I cooked myself a meal on the hut’s single functional butane stove,
then, feeling refreshed, moved up in the direction of Store Skagastotstind.
Above Skagastolsbu 
Much of the ridge involved steep scrambling up boulder and slab, with
the occasional snow patch. The gabbro was rough, but the hard crusty black
lichen that covered it was rougher, and after several hundred feet the tips of
my fingers were beginning to bleed. About 150m from the summit I decided to
stop. The rock was getting steeper, I was alone and unroped and knew nothing of
the routes to the top. I was, however, well higher than the surrounding peaks
and could look across them to the next line of summits and the great North Wall
of Ringstind, one of Norway’s last big unclimbed problems.
I slept the night in the hut,
sharing the cramped accommodation with six climbers. In an emergency, perhaps a
single other person could have been squeezed among us. The next day, I crossed
the narrow snow bridge over the bergschrund and descended the Skagastols
glacier and the three-hour walk to Turtagro.
After a few days on
Galdhopiggen, Norway’s highest summit, and some of its satellite peaks, I
returned to the Tutragro Hotel as a base for some final trips to the
Hurrungane.
Dyrhaugstind looked an easy
two-hour walk. It turned out to be a four-and-a-half-hour effort up tussocky
shrub and vegetation, steep boulder slopes and several extensive snowfields.
The rewards were more than adequate compensation.
I reached the summit ridge
quite suddenly, and gazed over a cliff that fell some two-and-a-half thousand
feet to the Skagastols glacier and its meltwater lake. Beyond, the walls of the
far side of the valley rose impressively toward the summit of Store
Skagastolstind. The high point of my previous visit was hidden in cloud, but
from my position now I could see the mountains to the west, which had been
partly eclipsed on that occasion by my present mountain.

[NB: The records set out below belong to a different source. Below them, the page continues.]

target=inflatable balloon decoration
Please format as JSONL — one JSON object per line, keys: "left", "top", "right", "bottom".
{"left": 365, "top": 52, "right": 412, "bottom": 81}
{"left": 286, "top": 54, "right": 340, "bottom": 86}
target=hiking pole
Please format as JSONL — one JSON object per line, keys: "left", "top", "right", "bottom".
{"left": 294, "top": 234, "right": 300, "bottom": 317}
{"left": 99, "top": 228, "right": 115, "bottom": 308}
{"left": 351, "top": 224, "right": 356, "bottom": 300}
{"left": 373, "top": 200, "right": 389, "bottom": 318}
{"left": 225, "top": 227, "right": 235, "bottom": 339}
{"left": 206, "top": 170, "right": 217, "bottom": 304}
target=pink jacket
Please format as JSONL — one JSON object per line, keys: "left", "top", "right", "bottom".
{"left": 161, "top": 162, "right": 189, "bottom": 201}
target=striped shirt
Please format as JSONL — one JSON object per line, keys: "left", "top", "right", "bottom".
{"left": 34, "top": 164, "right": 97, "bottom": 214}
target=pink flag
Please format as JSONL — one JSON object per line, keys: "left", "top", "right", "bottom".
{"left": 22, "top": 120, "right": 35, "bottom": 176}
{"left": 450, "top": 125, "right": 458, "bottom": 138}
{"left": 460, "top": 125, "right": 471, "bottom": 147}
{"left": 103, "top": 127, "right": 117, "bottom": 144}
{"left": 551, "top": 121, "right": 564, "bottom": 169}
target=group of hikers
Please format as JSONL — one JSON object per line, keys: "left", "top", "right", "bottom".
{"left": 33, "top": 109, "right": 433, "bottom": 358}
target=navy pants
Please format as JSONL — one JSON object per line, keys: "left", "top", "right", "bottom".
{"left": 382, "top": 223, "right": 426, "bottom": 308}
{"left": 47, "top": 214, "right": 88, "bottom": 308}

The ridge narrowed as it rose until it became a small pinnacle. There I
caught up with four others who turned out to be the first English people I had
met in nearly two weeks in the Jotunheimen. We moved on together, scrambling, often
precariously, over several more pinnacles to the highest point. The ridge
continued farther, descending over a few more narrow humps and a distance of
about half-a-mile before it plunged vertically to the col on which stood the
Skagastolsbu hut.
On Dyrhaugstind summit
The following day, cloud hung low over the mountains. More in hope than
anticipation I set off for Nordre Skagastolstind. The terrain was similar to
that on Dyrhaugstind, but with much less snow. 1994, I was told, had been a
lemming year, and several small, sandy-brown carcasses lay at intervals on the
lower slopes, as witness to the swarming phenomenon of these strange little
rodents.
I rose into the cloud, through which a vague sun tried to break. For a
time I was cocooned in a mist-free space surrounded by a pale grey wall. Then
the gloom thickened and only a final rock scramble to the summit gave something
of interest. A ridge similar to that on Dyrhaugstind began from here, but I
could see none of it. Nor could I see the view down to the Styggedals glacier
and across to Fannaraken, and reverse of that which had first stimulated my
interest in the Hurrungane. My English companions of the previous day had
assured me that the view was worth the struggle. I would have to be satisfied with
that, along with the purely personal satisfaction of having climbed another
2100m peak.
That evening, I stood on the balcony of the Turtagro Hotel as the cloud lifted and a sharp sunlight bathed the mountains. My visit had allowed me little more than cursory inspection of the region and a tantalising glimpse of its possibilities. Despite my short acquaintance with them, these hills were beginning to feet like old friends and I perhaps sensed a little of what had drawn Slingsby back to Norway year after year.
There is little possibility
that I shall ever emulate Slingsby, but at least I have made a start.